Unorthodox, maybe, but at the same time familiar. Ferkauf’s biography reads like a caricature of a self-made man. He was born in Brooklyn, the cherished son of Rumanian immigrants. An indifferent and dreamy student, college was not for him. After high school he hopped the subway every morning to midtown Manhattan, where he managed one of his father’s two small luggage shops. He enlisted in the army during World War II, served four years as a sergeant in the Signal Corps, and returned home to a hero’s welcome and the family business. He sold belts and bags at the expected 40 percent markup, netting about $80 a day. This brought a decent living, but it was not enough for Gene, who had grown in both confidence and ambition in the military. Slash that markup in half, he reasoned, and leather goods will fly out the door. His father, Harry Ferkauf, was not so sure. Harry was a cautious, careful man who recalled the Great Depression with dread. Low prices, he warned his son, would anger other merchants. Civility and comradeship, not profit, came first. Gene ignored his father, cut prices, and stood back as the customers poured in. Soon he was selling $500 worth of merchandise a day. Harry pleaded with him to up his prices. He was antagonizing the competition, and, in any case, why sell more than you need to make a decent living? In 1948, Gene could stand the kvetching no longer. He plowed $4,000 into his own business selling discounted leather goods out of a second-story loft on East 46th Street. He named the store E. J. Korvette.
E. J. KORVETTE
is sometimes mistaken as a contraction of “eight Jewish Korean War veterans.” This blunder is understandable, given that Ferkauf hired his army pals to run the place, but these were veterans of a different era.
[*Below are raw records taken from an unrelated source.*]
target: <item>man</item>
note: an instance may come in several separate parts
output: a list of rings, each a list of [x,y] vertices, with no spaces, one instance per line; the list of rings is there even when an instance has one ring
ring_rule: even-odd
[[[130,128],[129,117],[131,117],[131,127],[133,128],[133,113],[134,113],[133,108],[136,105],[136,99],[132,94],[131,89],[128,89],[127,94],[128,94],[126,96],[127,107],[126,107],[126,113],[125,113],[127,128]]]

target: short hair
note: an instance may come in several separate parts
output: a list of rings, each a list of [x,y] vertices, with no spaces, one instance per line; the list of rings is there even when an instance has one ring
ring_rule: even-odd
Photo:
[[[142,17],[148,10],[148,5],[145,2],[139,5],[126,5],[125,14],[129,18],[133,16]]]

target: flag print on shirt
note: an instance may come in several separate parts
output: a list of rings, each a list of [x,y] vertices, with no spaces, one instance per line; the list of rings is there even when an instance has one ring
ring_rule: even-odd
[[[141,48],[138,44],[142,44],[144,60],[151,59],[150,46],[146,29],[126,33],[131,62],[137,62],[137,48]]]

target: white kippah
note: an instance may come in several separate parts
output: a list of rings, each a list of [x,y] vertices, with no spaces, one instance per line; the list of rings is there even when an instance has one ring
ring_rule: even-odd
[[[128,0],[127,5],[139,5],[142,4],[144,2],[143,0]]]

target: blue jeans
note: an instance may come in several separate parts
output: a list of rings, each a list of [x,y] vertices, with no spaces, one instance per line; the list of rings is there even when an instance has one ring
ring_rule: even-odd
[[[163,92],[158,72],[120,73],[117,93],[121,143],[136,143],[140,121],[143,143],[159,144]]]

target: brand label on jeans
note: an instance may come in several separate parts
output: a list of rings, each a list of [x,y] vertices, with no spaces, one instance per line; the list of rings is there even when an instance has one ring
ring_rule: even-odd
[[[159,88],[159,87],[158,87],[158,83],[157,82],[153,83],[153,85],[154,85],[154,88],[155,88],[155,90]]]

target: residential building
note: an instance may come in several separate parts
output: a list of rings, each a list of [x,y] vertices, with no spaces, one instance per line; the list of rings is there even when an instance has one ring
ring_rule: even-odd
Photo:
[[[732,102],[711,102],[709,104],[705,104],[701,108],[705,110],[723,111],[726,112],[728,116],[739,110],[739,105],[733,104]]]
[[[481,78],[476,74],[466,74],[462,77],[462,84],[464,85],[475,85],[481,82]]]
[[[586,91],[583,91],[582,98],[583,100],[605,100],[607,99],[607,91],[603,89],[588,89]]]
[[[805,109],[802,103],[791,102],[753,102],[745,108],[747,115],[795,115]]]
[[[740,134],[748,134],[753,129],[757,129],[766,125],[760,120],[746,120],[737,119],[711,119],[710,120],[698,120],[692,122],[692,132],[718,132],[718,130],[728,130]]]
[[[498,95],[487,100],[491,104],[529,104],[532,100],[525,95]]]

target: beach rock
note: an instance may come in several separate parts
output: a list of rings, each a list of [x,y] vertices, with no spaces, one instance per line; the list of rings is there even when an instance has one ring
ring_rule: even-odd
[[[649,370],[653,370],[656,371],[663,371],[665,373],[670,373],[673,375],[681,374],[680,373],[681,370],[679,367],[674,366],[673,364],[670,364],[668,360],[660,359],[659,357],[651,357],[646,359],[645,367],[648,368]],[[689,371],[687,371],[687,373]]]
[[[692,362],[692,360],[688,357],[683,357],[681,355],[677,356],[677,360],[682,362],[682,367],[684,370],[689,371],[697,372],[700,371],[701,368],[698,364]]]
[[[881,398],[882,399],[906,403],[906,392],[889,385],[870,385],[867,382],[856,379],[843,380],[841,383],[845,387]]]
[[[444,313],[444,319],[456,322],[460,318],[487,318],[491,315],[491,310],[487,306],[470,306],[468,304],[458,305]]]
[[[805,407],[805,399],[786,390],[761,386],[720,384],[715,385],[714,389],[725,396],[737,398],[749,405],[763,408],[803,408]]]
Korvette opened its doors before the Korean War began. The
E.
stands for Eugene and the
J.
for Ferkauf’s friend and partner Joe Zwil lenberg.
Korvette
is an allusion to the famed Canadian World War II sub-chaser, the Corvette. (Ferkauf changed the
C.
to a
K.
to avoid legal hassles with the navy.)
Korvette started in leather because Ferkauf knew leather. But he also knew that leather wasn’t sexy, at least when it took the shape of wallets and luggage. Customers needed wallets and luggage, of course, but this was not the stuff of which dreams were made. Postwar America was bursting with pent-up eagerness and enthusiasm for the new, especially technology. People loved the shiny stuff—especially large appliances: washing machines, vacuum cleaners, and refrigerators. Everyone wanted the biggest and the best, and in hot new colors like avocado green. The media had cast these mechanical marvels as freedom machines, transformers of the dreary into the fabulous. Washing machines banished the drudgery of “washing day”; freezers made the dream of TV dinners come true. To cite but one remarkable example, General Electric ran an advertisement entitled “Things My Bill Has a Right to After It’s Over,” referring to the postwar world as seen through the eyes of the wife of a young soldier. The blushing bride says her Bill has a right to all the coffee he wants from her spanking new G.E. Coffee Maker, all the ice he wants from her G.E. “zoned” refrigerator, and “no more K.P.,” thanks to the new G.E. electric sink that “will let us forget that kitchen drudgery forever.” Suddenly, actions once taken by hand—mixing a cake batter, opening a tin can—were jobs for a machine. “Electronic servants” loosened apron strings and gave women more leisure to—what else?—shop for more low-price goods. Set free from their domestic doldrums, women were drenched in newfound leisure, or at least that’s how the story was told. Advertisements advised them to spend all that free time wisely, as in this
Ladies’ Home Journal
advisory: “Time to watch the papers for announcements of special sales. Time to be constantly alert for special bargains. Time to shop around and secure the utmost for their money.”